The debate over the privatization of Social Security is confusing all of us.
Politicians and even many economists in favor of privatization are promising a rosy future with a U.S. gross domestic product so large that taking care of our elderly will be a breeze. To get to this nirvana, we only need to divert retirement funds from bonds that have historically paid low returns to stocks that have paid much higher returns.
Sorry, this is flimflam. Privatization will have virtually no effect on the future U.S. GDP. But there is a very important political reason why we should privatize, sooner rather than later.
Logically, the argument in favor of privatization must rest on one of three ideas:
Better investments: Privatization will improve the choice of investments, making the economy grow more rapidly, and creating a bigger "pie" in the future from which retirees can have their slice.
More savings: Privatization will make the "pie" bigger, not because of better investment choices but because we will save more.
Less acrimony: Privatization will transfer the responsibility for retirement from the federal government to private individuals, thus eliminating the agonizing discussion over just how big a piece of the national pie retirees deserve.
So which is it? Better investment, more savings or less acrimony?
Surprise, it isn't better investments or more savings. The real value of privatization is that it will take the determination of benefits out of the political arena, and halt the intergenerational political conflict that is already here and sure to get worse.
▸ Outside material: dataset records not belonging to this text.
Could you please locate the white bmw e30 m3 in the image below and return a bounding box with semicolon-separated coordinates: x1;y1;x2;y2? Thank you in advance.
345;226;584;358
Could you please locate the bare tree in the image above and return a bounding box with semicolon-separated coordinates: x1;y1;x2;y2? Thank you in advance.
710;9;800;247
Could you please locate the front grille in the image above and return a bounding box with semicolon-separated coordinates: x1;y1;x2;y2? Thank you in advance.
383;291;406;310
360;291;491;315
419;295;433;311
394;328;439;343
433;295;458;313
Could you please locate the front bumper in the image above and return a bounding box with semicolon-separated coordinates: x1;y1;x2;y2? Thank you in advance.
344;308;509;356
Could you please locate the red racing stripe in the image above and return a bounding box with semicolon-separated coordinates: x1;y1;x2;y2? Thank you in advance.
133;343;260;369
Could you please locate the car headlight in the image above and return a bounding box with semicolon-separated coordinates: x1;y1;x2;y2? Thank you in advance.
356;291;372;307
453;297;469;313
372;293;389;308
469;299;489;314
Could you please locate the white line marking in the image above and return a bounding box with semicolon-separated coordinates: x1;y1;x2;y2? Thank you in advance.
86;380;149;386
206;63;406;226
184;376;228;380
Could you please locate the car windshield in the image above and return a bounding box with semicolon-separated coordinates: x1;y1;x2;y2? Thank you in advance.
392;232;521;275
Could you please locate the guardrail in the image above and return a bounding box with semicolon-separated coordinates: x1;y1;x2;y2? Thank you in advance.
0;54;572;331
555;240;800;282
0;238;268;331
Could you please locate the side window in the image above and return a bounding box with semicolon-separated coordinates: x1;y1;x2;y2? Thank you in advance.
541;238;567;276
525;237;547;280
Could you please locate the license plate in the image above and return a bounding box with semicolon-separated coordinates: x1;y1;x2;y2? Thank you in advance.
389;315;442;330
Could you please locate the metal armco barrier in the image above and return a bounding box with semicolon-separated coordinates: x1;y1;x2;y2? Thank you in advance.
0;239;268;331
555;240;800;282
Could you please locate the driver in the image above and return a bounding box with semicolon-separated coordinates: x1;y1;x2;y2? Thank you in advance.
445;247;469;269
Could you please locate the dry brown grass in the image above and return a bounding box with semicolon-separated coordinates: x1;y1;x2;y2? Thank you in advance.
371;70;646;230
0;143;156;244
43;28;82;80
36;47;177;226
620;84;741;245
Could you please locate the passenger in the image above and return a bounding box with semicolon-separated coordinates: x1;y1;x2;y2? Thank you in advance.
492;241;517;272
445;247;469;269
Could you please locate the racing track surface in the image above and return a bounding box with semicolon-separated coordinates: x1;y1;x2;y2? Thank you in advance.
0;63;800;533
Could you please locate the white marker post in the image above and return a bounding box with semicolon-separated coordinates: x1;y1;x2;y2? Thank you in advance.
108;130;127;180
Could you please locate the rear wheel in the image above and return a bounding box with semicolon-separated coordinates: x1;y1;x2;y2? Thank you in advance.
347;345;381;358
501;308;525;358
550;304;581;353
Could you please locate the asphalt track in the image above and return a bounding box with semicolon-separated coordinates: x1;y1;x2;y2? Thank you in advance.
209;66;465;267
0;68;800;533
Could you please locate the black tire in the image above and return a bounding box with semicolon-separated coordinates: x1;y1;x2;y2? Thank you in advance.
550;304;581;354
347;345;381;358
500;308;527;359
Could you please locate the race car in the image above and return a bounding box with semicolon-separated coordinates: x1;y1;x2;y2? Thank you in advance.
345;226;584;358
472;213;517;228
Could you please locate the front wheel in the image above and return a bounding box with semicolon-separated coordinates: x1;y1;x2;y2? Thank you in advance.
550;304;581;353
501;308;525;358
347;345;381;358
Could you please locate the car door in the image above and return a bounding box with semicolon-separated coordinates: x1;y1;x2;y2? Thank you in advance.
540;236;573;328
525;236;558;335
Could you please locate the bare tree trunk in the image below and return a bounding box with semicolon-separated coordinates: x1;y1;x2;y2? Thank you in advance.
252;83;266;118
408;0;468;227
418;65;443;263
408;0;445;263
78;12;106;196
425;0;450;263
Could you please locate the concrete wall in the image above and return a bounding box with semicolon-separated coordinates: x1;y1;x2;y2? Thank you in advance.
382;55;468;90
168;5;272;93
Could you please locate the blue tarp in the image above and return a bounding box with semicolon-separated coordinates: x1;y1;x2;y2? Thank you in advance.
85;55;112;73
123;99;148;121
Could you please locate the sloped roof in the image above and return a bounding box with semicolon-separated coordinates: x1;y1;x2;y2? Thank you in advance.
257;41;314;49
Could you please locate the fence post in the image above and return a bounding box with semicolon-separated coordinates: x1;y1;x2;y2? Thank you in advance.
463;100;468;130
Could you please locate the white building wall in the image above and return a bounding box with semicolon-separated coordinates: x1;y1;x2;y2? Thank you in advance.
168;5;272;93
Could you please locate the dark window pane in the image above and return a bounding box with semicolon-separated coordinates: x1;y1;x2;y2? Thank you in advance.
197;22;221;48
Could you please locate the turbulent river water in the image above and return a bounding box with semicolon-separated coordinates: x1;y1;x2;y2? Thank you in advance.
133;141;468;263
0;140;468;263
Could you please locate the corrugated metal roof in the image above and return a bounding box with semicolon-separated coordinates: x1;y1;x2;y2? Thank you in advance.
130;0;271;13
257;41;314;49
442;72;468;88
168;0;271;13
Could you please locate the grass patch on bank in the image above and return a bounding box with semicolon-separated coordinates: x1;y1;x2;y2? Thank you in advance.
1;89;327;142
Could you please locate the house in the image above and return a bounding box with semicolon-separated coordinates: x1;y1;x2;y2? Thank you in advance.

Most commentators suggest that privatization will work because it will allow us to make better investments. The discussion usually begins with a comparison of rates of return on stocks (10 percent) versus bonds (2 percent). It is argued that if we allow retirement savings to be invested in the stock market, then we can expect a huge increase in the return on our savings. This is faulty thinking. We have a very sophisticated financial system that does a superb job picking the best allocation for new money. The choice of projects does not depend very much on whether firms finance new investments with debt or equity.
Therefore, with privatization, the economy will make the same investments and have the same amount of corporate earnings to split between bond holders and equity investors.
Although it is highly unlikely that privatization will have much effect on the rate of return to U.S. savings, it is possible that total U.S. savings will increase. This would be a good thing. After all, net private savings are now nearly zero. If we don't save, we don't grow, and our future is starting to look pretty bleak, especially when the baby boomers are all retired and demanding benefits.
There is, however, a real and important benefit from privatization. It would take a very difficult income-distribution question out of the hands of the government. We let the private market largely decide the distribution of income among members of the same generation. However, we choose politics not economics to decide how much you and I contribute to the welfare of our aged parents. This creates intergenerational conflict that seems relatively quiet now only because the politics of aging are better understood by the old than by the young there is an AARP (formerly the American Association of Retired Persons) but no AAWP, "W" standing for working.
When the baby boomers retire, their numbers will overwhelm, and the focus on the elderly is sure to increase. ... Don't be misled by the promise of high returns in the stock market. Privatization surely will not mean better investments for the U.S. overall. The core issue is a familiar one: personal versus public responsibility. Privatization will take retirement planning out of the public arena and put the burden on those with the greatest personal stake: future retirees and their families.